Shingles virus can strike one in three
BY MATT VINE
Wyoming County Press Examiner
Kathleen Mosier Koerner, who turns 92 this Sunday, of Tunkhannock, woke up one morning when she was about 70 and didn’t know what hit her.
She hurt all over and in a matter of hours discovered that the excruciating pain she was feeling all over her body was from something she had as a little girl.
Welcome to shingles.
The Centers for Disease Control claim that one out of three people will get shingles over their lifetime, and you could be next.
Tyler Hospital Emergency Room Director Mohammad Ashraf said that about one million people experience shingles annually mostly persons over the age of 50 who had chickenpox when they were children.
“Shingles is characterized by painful patches on the skin that is restricted to a single nerve,” Ashraf said. “The symptoms and patches tend to resolve over 10 to 15 days, but the pain associated with this can last weeks to months. Patients are infectious until the patches dry over.”
Ashraf said that the shingles virus can cause pain all over the body.
“How the shingles virus is spread inside a person, depends on a rash that is located anywhere on a person’s body,” Ashraf said. “Some of the locations that this rash could be are on the chest, abdomen, and also around the eye.”

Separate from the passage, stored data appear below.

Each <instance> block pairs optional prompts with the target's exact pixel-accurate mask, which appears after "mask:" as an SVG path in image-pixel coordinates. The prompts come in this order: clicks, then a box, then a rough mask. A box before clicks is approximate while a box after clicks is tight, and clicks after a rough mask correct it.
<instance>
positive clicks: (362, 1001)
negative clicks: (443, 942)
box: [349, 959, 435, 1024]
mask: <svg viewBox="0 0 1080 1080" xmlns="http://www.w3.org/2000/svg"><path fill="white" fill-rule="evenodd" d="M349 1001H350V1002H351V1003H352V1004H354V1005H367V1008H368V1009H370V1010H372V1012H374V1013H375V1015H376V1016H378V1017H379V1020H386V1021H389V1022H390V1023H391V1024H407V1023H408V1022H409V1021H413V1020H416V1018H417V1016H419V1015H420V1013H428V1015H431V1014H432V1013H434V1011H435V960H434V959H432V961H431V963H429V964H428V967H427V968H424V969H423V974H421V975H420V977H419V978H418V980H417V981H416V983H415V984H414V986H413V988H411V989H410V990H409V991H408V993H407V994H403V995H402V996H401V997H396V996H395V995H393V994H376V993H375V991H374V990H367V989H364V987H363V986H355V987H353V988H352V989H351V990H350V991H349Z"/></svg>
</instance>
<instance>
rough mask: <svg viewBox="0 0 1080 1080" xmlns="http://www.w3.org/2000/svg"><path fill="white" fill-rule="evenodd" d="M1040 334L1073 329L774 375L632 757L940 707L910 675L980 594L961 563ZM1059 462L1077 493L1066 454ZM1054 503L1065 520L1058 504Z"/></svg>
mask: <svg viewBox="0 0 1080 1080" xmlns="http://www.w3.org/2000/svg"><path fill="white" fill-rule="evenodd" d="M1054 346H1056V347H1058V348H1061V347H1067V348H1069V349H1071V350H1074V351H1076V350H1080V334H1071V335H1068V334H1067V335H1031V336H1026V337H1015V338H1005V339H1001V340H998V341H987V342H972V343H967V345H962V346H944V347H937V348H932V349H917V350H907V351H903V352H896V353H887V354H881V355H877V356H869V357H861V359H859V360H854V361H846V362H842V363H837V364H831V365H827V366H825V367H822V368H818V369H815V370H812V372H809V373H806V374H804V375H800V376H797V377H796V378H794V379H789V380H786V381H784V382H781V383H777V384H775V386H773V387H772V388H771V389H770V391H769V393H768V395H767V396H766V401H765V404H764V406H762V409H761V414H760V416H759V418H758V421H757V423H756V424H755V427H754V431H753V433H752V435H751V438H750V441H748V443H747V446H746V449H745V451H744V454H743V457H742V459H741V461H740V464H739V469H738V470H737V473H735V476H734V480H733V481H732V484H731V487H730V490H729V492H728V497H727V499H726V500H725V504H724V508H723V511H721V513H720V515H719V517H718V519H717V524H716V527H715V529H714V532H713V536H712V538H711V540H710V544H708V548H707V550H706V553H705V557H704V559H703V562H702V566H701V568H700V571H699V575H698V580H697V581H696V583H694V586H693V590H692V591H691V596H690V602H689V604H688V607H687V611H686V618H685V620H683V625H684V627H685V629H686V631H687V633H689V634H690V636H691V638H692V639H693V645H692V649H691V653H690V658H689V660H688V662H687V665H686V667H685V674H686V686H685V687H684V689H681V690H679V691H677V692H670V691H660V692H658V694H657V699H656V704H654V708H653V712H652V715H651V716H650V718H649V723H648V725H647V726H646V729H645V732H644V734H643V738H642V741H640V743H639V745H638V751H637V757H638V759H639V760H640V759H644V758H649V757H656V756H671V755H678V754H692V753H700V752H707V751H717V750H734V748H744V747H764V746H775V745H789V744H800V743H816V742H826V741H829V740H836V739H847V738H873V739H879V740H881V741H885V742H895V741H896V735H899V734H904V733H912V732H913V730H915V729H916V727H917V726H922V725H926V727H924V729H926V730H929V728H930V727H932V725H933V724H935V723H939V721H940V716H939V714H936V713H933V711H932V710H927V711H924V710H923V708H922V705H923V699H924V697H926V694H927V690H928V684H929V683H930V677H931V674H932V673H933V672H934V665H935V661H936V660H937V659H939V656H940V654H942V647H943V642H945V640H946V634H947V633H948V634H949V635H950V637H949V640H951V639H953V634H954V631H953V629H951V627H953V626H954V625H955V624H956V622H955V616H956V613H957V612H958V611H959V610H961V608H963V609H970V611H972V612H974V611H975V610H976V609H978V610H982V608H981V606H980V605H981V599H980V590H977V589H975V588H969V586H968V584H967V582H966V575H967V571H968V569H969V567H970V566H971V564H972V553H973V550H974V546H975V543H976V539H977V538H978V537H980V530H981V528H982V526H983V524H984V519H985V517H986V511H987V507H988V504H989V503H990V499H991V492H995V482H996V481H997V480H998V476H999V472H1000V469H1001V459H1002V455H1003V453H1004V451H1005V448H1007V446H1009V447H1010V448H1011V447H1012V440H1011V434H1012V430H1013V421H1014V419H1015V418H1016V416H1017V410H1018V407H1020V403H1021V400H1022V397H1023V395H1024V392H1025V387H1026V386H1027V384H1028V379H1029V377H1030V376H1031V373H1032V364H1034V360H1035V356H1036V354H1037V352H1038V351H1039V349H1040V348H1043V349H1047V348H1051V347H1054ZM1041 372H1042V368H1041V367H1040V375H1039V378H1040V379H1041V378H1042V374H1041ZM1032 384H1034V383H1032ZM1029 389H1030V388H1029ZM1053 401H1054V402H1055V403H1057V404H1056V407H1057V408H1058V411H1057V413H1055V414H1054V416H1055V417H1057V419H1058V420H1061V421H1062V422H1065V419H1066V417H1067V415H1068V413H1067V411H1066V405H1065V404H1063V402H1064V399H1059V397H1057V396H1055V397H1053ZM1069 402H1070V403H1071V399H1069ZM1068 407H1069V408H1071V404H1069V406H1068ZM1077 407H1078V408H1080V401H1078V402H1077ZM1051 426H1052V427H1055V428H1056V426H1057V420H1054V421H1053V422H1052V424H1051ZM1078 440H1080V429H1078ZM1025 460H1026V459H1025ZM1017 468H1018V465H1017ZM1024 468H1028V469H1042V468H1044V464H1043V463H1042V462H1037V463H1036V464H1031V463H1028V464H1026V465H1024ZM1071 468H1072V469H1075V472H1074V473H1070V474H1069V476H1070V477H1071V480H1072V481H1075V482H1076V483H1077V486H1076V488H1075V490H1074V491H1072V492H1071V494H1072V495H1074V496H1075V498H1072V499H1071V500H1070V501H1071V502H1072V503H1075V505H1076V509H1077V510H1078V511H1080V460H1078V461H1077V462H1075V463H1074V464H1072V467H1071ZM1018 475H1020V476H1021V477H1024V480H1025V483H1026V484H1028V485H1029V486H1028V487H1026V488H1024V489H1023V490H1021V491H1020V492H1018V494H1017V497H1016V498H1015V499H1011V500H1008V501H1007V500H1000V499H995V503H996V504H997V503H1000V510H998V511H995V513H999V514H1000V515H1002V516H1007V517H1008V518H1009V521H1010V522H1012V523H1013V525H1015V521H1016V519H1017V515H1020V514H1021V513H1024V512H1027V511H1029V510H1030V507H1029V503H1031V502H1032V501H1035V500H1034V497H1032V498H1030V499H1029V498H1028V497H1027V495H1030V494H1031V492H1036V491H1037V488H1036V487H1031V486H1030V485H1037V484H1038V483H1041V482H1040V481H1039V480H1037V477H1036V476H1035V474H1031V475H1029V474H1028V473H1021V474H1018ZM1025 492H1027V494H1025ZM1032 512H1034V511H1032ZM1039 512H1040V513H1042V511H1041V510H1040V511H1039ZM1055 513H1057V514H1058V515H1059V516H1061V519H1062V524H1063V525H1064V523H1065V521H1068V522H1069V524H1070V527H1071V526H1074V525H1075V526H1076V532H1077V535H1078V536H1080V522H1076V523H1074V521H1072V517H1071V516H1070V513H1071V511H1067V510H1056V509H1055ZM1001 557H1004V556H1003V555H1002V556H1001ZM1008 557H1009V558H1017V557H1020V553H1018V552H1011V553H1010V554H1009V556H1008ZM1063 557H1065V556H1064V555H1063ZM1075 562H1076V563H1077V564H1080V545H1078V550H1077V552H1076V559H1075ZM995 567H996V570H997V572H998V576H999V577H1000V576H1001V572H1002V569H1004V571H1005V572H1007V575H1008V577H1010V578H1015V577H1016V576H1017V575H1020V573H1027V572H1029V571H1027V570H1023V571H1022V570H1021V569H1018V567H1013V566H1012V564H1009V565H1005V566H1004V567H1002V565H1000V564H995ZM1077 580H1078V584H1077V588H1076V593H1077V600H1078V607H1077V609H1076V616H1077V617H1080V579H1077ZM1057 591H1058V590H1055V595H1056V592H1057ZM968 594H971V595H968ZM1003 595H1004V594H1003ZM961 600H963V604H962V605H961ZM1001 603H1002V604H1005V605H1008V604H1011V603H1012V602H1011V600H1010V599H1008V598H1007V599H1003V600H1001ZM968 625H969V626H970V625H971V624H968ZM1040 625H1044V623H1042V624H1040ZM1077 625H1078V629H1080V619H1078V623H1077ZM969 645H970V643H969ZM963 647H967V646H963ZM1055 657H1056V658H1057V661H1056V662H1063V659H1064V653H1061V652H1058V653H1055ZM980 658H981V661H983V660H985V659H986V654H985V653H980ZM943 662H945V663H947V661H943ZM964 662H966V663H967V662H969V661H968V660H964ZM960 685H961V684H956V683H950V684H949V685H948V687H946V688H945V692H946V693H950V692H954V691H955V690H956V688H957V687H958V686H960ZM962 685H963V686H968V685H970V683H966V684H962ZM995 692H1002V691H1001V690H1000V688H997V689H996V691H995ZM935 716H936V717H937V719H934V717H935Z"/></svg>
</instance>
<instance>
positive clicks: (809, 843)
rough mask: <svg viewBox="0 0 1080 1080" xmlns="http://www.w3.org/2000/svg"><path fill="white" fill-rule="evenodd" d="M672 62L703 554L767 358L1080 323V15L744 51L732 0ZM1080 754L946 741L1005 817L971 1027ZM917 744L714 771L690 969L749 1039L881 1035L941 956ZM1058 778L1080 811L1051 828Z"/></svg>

Ashraf noted that in order to tell if a person has shingles, he or she might feel a sharp deep pain in a small area on the body.

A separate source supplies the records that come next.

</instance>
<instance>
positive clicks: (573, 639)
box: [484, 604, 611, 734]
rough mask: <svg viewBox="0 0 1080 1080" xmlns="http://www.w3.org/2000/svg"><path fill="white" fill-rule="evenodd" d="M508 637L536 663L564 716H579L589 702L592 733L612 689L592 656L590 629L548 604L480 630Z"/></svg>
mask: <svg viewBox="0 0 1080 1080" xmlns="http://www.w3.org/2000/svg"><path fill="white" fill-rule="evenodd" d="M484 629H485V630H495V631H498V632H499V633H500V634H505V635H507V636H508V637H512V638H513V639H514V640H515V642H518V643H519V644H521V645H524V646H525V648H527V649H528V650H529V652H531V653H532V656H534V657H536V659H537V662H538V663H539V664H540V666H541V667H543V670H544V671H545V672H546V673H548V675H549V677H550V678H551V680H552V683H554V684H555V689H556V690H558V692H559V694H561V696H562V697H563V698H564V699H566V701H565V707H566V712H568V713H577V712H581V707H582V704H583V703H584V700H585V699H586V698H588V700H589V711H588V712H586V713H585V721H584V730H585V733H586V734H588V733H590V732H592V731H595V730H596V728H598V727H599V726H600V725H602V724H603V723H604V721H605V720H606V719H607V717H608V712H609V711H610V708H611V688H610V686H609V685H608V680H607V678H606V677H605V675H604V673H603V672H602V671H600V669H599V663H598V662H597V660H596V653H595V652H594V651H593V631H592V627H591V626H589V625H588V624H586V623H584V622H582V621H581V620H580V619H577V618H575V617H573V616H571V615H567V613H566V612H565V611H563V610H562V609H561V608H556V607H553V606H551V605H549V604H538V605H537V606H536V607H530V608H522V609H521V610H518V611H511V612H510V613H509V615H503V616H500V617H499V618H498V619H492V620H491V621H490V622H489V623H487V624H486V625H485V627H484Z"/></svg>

“Some of the other symptoms may include burning sensations and body aches,” Ashraf said.
He also noted that if a person has one of the symptoms, it will take two to three days for a rash to appear in an area.
“If a person has a rash, and they are over 50 years old, they have to see their primary care physician as soon as possible for treatment,” Ashraf said.
However, the good news is that there are ways to prevent shingles from happening.”
Ashraf said that in 2006, a vaccine was developed to help decrease a person’s chance of having shingles later on.
“However, we don’t know how long the vaccine is good for,” Ashraf said.
If you weren’t lucky enough to get a vaccine that worked, then an antibiotic is usually recommended.
“However, once a person is treated, he or she can have Post Hepatic Neuralgia,” Ashraf said. “This means that a person might have a long-term pain at the site of a rash.”
Ashraf said that the shingles vaccine is now recommended for people age 50 and older as long as a person is not pregnant and not having any chronic pain on the body.
Last week, Shealynn Shave, a spokesman for the Tyler Health Partnership, said that the group gave a $10,335 check to Tyler hospital to help individuals with the cost for a shingles vaccine this year.
Tyler is expecting to provide a clinic in the spring to help keep the shingles virus at bay.
“Many health care plans don’t cover the costs for a shingles vaccine,” Shave said. “An average cost for seniors who want a shingles vaccine can range from $180 to $275.”
And, so, the Tyler partnership wants to bring those costs down dramatically as a public service.
Last November, some 65 persons benefited from a similar vaccination clinic, and around 40 are on a waiting list, Shave said.